As an example if 3 scenarios failed during gauge run specs , the failed scenarios can be re-run instead of executing all scenarios by following command.

gauge run --failed

This command will even set the flags which you had provided in your previous run. For example, if previous command was

gauge run --env="chrome" --verbose specs

and 3 scenarios failed in this run, the gauge run --failed command sets the --env and --verbose flags to corresponding values and executes only the 3 failed scenarios. In this case gauge run --failed is equivalent to command

gauge run --env="chrome" --verbose specs <path_to_failed_scenarios>

Errors during execution

Parse errors

This occurs if the spec or concept file doesn’t follow the expected specifications or concepts syntax.

Example:

[ParseError] hello_world.spec : line no: 25, Dynamic parameter <product> could not be resolved

List of various Parse errors:

Parse Error Gauge Execution Behaviour
Step is not defined inside a concept heading Stops
Circular reference found in concept Stops
Concept heading can only have dynamic parameters Stops
Concept should have at least one step Stops
Duplicate concept definition found Stops
Scenario heading is not allowed in concept file Stops
Table doesn’t belong to any step Ignores table,Continue
Table header cannot have repeated column values Marks that spec as failed,Continues for others
Teardown should have at least three underscore characters Marks that spec as failed,Continues for other
Scenario heading should have at least one character Marks that spec as failed,Continues for other
Table header should be not blank Marks that spec as failed,Continues for other
Multiple spec headings found in the same file Marks that spec as failed,Continues for other
Scenario should be defined after the spec heading Marks that spec as failed,Continues for other
Could not resolve table from file Marks that spec as failed,Continues for other
Spec does not have any element Marks that spec as failed,Continues for other
Spec heading not found Marks that spec as failed,Continues for other
Spec heading should have at least one character Marks that spec as failed,Continues for other
Dynamic param could not be resolved Marks that spec as failed,Continues for other
Step should not be blank Marks that spec as failed,Continues for other
Duplicate scenario definition found in the same specification Marks that spec as failed,Continues for other

Validation Errors

These are errors for which Gauge skips executing the spec where the error occurs.

There are two types of validation error which can occurs

  1. Step implementation not found
    If the spec file has a step that does not have an implementation in the projects programming language.
  2. Duplicate step implementation
    If the spec file has a step that is implemented multiple times in the projects.

Example

[ValidationError] login.spec:33: Step implementation not found. login with "user" and "p@ssword"
[ValidationError] foo.spec:11 Duplicate step implementation => 'Vowels in English language are <table>'

Troubleshooting

Ensure that the latest version of gauge and gauge plugins.

Run gauge update -c to check if there are updates available for gauge and the plugins.

Validation Errors

[WARN] Validation failed. The following steps have errors
...

These generally occur if step implementation is not found for a particular step.

  • Ensure the step implementation for the step has been added.
  • The step template marking the step in code is case sensitive and should match the step usage in the spec file.

Compatibility errors

Failed to start a runner.

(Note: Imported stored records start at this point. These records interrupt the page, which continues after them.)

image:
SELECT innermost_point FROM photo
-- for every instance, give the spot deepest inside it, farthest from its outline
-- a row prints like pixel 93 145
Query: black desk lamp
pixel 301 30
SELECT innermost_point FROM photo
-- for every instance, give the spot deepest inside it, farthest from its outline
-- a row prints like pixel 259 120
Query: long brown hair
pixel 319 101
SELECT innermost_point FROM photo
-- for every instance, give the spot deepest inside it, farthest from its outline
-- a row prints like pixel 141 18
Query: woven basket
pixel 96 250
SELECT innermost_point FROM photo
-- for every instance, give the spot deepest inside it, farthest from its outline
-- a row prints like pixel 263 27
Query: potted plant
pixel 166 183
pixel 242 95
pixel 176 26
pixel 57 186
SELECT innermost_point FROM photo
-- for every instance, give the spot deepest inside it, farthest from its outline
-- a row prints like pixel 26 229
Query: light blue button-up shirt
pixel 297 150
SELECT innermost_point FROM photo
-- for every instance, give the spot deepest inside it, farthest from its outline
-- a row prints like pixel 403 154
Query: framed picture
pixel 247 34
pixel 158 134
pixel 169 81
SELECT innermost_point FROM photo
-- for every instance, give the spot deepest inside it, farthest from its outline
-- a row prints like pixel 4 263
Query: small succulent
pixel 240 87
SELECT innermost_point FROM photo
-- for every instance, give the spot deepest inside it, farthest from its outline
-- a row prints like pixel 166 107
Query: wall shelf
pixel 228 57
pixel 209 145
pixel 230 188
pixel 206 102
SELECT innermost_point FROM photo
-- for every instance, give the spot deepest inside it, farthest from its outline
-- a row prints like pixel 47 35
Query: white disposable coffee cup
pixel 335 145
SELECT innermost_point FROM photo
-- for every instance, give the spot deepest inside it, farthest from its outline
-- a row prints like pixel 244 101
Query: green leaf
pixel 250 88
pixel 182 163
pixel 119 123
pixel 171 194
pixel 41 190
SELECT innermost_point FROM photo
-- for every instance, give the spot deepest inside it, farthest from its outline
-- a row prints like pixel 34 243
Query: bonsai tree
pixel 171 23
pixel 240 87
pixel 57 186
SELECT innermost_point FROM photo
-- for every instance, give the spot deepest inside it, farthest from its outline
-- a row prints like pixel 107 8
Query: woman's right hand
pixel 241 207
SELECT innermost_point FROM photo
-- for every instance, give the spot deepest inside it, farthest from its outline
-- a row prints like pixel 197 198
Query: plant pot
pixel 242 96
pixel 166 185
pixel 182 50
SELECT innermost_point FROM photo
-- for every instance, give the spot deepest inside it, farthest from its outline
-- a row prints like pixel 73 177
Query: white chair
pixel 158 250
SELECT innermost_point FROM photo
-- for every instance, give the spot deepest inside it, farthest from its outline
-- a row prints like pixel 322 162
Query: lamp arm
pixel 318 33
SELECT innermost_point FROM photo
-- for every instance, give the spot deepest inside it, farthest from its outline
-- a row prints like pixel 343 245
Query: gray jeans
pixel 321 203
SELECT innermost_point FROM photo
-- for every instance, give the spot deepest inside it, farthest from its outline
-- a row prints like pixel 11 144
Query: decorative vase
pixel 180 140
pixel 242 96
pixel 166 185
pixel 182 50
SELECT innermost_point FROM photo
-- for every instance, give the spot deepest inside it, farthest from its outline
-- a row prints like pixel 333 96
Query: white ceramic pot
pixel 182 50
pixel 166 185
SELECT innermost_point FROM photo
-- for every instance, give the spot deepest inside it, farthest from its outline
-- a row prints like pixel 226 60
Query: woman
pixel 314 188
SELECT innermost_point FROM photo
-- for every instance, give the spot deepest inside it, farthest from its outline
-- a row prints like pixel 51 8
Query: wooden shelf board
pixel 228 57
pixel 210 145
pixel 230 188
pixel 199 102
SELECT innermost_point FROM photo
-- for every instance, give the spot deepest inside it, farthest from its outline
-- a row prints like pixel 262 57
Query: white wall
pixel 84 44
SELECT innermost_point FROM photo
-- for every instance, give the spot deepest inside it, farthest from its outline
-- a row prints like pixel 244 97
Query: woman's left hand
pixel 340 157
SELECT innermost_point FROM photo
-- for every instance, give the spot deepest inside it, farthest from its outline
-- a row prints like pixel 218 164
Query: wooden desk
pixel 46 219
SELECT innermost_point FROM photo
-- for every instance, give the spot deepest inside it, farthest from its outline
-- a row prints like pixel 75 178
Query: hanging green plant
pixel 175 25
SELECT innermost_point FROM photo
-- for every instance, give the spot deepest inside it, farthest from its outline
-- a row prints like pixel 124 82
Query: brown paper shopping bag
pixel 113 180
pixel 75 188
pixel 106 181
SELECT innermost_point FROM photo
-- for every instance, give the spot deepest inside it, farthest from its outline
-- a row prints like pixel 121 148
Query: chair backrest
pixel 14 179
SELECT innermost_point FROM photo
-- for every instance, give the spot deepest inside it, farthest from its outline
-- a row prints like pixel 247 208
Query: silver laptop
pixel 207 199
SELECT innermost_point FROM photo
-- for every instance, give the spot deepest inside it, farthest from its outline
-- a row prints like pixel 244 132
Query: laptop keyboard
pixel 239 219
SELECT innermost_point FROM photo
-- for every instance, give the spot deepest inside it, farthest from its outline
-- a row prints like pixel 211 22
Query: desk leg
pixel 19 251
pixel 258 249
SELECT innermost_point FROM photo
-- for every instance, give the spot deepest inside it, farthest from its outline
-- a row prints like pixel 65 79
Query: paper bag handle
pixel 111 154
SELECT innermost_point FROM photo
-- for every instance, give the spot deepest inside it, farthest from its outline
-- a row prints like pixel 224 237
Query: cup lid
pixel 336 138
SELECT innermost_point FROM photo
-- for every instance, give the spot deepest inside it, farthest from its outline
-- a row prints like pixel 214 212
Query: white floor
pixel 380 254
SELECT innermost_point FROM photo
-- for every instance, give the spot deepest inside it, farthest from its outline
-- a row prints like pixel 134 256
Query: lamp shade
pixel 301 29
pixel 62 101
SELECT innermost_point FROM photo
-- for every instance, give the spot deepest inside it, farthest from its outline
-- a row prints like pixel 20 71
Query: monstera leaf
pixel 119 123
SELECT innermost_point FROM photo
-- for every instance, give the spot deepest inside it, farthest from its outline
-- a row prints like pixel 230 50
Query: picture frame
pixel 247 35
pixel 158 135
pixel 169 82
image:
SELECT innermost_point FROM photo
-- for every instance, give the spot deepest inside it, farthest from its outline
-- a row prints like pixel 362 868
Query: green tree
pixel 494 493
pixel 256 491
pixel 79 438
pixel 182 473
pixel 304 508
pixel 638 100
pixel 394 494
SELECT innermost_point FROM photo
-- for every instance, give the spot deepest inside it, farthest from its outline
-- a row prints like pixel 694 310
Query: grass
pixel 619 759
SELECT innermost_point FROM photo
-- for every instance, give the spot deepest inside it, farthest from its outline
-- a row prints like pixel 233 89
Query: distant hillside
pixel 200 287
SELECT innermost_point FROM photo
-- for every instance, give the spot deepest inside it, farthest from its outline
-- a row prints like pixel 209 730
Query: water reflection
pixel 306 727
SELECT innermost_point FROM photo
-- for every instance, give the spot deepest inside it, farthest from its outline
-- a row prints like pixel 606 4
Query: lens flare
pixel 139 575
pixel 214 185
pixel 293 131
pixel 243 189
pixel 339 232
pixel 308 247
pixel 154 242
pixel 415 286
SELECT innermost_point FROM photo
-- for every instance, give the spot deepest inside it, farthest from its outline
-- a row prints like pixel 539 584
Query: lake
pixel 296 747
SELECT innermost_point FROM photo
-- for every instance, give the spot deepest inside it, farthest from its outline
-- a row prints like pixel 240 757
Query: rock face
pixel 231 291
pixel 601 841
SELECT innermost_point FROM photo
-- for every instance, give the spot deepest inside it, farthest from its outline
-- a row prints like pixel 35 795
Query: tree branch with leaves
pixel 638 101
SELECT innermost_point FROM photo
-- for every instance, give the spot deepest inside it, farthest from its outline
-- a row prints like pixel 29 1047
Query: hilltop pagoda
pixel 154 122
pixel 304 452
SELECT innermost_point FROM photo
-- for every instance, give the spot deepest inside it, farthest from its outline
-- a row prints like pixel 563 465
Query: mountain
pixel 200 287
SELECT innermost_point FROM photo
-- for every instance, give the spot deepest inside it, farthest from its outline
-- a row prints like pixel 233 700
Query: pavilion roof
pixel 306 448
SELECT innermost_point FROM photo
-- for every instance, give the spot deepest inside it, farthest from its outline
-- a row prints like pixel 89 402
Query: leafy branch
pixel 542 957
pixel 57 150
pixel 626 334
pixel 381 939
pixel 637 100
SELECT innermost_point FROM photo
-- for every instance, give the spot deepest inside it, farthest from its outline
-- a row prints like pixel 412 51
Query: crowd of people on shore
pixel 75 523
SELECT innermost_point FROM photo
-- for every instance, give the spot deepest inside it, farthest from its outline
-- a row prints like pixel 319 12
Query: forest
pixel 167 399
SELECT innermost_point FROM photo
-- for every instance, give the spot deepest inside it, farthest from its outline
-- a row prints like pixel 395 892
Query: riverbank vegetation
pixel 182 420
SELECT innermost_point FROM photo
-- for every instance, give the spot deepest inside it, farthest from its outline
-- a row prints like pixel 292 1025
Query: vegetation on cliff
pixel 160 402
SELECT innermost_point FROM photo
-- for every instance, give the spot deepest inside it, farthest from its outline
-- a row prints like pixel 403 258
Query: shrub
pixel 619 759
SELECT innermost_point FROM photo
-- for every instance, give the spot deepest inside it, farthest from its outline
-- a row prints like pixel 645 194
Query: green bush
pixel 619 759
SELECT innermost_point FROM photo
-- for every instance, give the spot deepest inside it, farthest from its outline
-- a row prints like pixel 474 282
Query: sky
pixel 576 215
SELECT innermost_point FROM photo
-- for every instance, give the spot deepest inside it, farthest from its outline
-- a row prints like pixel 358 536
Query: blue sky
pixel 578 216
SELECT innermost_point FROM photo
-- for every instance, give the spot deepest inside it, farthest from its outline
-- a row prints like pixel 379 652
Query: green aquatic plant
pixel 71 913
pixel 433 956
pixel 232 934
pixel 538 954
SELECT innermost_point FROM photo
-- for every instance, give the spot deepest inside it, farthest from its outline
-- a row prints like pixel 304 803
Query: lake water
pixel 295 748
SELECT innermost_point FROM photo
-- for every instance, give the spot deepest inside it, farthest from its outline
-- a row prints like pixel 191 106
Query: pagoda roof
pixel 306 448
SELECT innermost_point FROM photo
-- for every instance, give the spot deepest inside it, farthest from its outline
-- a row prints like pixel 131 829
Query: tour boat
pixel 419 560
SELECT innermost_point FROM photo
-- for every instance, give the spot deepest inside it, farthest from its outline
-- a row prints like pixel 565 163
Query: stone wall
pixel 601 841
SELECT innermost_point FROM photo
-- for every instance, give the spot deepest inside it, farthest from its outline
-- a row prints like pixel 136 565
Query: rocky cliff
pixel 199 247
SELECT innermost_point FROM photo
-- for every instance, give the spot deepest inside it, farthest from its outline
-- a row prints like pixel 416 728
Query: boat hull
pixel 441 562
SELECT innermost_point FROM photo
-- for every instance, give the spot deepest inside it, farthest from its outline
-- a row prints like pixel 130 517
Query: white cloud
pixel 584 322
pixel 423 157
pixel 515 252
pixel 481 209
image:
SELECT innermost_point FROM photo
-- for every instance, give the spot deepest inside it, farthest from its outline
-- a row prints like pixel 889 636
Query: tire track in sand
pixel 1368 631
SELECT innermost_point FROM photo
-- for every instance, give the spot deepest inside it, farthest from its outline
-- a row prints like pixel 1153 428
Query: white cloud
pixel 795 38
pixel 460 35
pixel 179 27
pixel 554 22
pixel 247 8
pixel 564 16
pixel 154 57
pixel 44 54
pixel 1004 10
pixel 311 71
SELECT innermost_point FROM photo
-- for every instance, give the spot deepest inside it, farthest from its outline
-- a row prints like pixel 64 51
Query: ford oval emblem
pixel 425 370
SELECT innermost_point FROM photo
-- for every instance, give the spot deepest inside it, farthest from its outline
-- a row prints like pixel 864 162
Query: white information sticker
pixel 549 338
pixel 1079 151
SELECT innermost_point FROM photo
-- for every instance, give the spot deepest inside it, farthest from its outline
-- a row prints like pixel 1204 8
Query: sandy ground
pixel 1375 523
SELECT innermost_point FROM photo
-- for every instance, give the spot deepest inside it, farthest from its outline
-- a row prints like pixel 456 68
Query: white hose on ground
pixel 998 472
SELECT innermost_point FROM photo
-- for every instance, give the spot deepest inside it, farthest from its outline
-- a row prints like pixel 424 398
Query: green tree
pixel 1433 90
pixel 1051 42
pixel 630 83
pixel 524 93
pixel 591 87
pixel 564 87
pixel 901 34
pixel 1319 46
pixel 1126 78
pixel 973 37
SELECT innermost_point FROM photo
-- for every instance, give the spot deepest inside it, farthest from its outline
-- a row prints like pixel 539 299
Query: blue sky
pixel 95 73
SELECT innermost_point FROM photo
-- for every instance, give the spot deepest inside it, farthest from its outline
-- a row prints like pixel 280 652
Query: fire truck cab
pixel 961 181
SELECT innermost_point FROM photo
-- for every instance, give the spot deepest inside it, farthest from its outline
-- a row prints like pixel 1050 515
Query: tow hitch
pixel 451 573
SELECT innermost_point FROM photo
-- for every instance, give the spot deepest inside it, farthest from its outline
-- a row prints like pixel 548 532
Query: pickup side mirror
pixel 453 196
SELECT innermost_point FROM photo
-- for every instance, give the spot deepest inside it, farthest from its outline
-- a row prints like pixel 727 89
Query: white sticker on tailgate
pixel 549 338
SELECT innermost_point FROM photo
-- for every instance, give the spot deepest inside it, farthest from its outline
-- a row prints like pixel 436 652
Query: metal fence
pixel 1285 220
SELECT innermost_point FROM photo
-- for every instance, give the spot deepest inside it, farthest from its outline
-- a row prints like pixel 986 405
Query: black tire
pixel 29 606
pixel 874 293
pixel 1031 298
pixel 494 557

Compatible runner version to 0.0.7 not found
  • The language plugin installed is not compatible with the gauge version installed.
  • Run gauge install language_NAME to install the latest compatible version. See plugin installation for more details

Execution Errors

Error: too many open files
  • This error occurs when the upper limit to open the number of files is too low. To fix the error, increase the upper limit by adding the command ulimit -S -n 2048 to your ~/.profile file and relogin.